Culture

A Berlin, les quatre vies du plus vieux studio de cinéma du monde

Slate.fr, mis à jour le 18.01.2012 à 19 h 28

S-Bahnof Babelsberg. gillyberlin via Flickr CC License by

S-Bahnof Babelsberg. gillyberlin via Flickr CC License by

A une vingtaine de kilomètres au sud-ouest de Berlin, il existe un lieu mythique où les rebondissements de l’histoire mondiale se sont imprimés aussi nettement que dans la capitale allemande. C’est le studio de Babelsberg, le plus vieux du monde, le temple d’or du cinéma muet et de l’expressionnisme allemand, qui fête cette année ses cent ans d'existence. C’est même une date très précise que l’on célèbrera, lit-on dans la Süddeutsche Zeitung:

«Le  12 février 1912 eut lieu le tout premier jour de tournage. Le film, dont le titre Der Totentanz (La Danse des morts), n’était pas particulièrement visionnaire, avait en revanche comme premier rôle une star annoncée: la Danoise Asta Nielsen. Ce "drame en mimique en trois actes" traitait d’amour, de passion, d’intrigues et de catastrophes, bref de tout ce que le public voulait voir à cette époque.»

Après la Première Guerre mondiale, les studios abritent les plus grands tournages de l’époque. C’est là que, jusqu’au début des années 30, Murnau, Fritz Lang, Ludwig Berger, Ernst Lubitsch tournent leurs grands classiques.  Mais en 1933, l’arrivée des nazis fait tourner le vent. Les employés juifs doivent partir sur le champ.

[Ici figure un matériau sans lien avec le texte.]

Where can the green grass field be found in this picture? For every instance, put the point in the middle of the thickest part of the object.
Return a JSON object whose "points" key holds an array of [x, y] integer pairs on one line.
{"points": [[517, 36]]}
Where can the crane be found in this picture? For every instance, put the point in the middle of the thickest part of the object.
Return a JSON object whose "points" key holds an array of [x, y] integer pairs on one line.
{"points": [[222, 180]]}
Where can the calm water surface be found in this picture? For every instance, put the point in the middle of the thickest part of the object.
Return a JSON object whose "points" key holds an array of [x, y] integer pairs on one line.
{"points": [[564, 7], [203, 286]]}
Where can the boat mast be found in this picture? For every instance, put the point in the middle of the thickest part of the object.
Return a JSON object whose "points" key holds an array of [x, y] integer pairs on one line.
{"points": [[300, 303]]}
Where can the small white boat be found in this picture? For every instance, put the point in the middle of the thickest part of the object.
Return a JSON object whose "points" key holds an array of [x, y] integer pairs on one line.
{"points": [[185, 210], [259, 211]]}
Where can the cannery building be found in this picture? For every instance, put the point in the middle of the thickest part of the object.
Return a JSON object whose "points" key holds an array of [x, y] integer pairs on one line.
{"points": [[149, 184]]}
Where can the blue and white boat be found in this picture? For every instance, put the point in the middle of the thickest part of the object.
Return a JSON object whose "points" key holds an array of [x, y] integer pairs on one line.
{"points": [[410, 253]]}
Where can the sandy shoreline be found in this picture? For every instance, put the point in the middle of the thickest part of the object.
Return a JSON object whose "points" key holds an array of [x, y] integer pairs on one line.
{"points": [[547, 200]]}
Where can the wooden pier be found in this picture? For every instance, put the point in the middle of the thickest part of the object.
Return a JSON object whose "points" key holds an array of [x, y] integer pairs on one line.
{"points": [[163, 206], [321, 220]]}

RBB, la radio-télévision publique régionale de Berlin, dont de nombreux locaux sont  d’ailleurs implantés sur le site de Babelsberg, revient sur cette période sombre :

«Le régime, qui a produit quelques cent films sur place, a corrompu de nombreux comédiens grâce à des contrats d’exclusivité et des cachets élevés. Les acteurs se sont alors mis au service d’un divertissement fade ou d’une ignoble propagande. Et cet aspect restera pour toujours la souillure de Babelsberg.»

Les nazis tournent à Babelsberg jusqu’aux derniers instants. En 1992, le Spiegel consacrait un article au tournage du film Das Leben geht weiter (La Vie continue), qui débuta alors que les Russes étaient aux portes de Berlin :

«Ce projet fut initié par le ministre Goebbels lui-même. Il devait montrer encore une fois les images d’un monde émerveillé, mais aussi quelles merveilles l’industrie cinématographique allemande était capable de produire, même dans les pires conditions.»

A la fin de la guerre, les studios de Babelsberg passent sous le joug communiste. En 1962, le lieu fête ses cinquante ans sans grande pompe: cette année-là, le mur est construit tout autour de Berlin-ouest, ce qui oblige certains employés à faire de grands détours pour atteindre leur lieu de travail… Et alors que les Américains étaient persuadés que le joug communiste mettrait la production cinématographique allemande entre parenthèses pour un bon bout de temps, Babelsberg tourne à plein régime, relate RBB:

«Jusqu’à la chute du bloc soviétique et le rachat de Babelsberg en 1992, 700 films sortirent des studios. La DEFA, la société 100% communiste qui gérait les studios, employait des milliers d’employés et suivait une économie planifiée.»

La réunification de l’Allemagne inaugure la quatrième vie de Babelsberg. Rachat des studios par la Compagnie générale des eaux, modernisation, haute technicité, diversification: on y installe un parc d’attractions, des bureaux, une école de cinéma. Les idéologies ont disparu et laissent place à un nouveau défi: remplir le carnet de commandes.

Si le soap quotidien Gute Zeiten, Schlechte Zeiten y a élu domicile, on ne retient que quelques productions notoires comme Le Pianiste ou Inglourious Basterds. N’empêche, conclut la Süddeustche Zeitung, il est toujours frappant de se repencher sur le caractère universel et total de cette «fabrique à rêve»:

«Ce sont 2.000 films en cent ans, c’est de l’imagination, de l’artisanat, de la politique, de l’art, du divertissement. C’est un lieu de l’histoire allemande et de l’histoire internationale du cinéma.»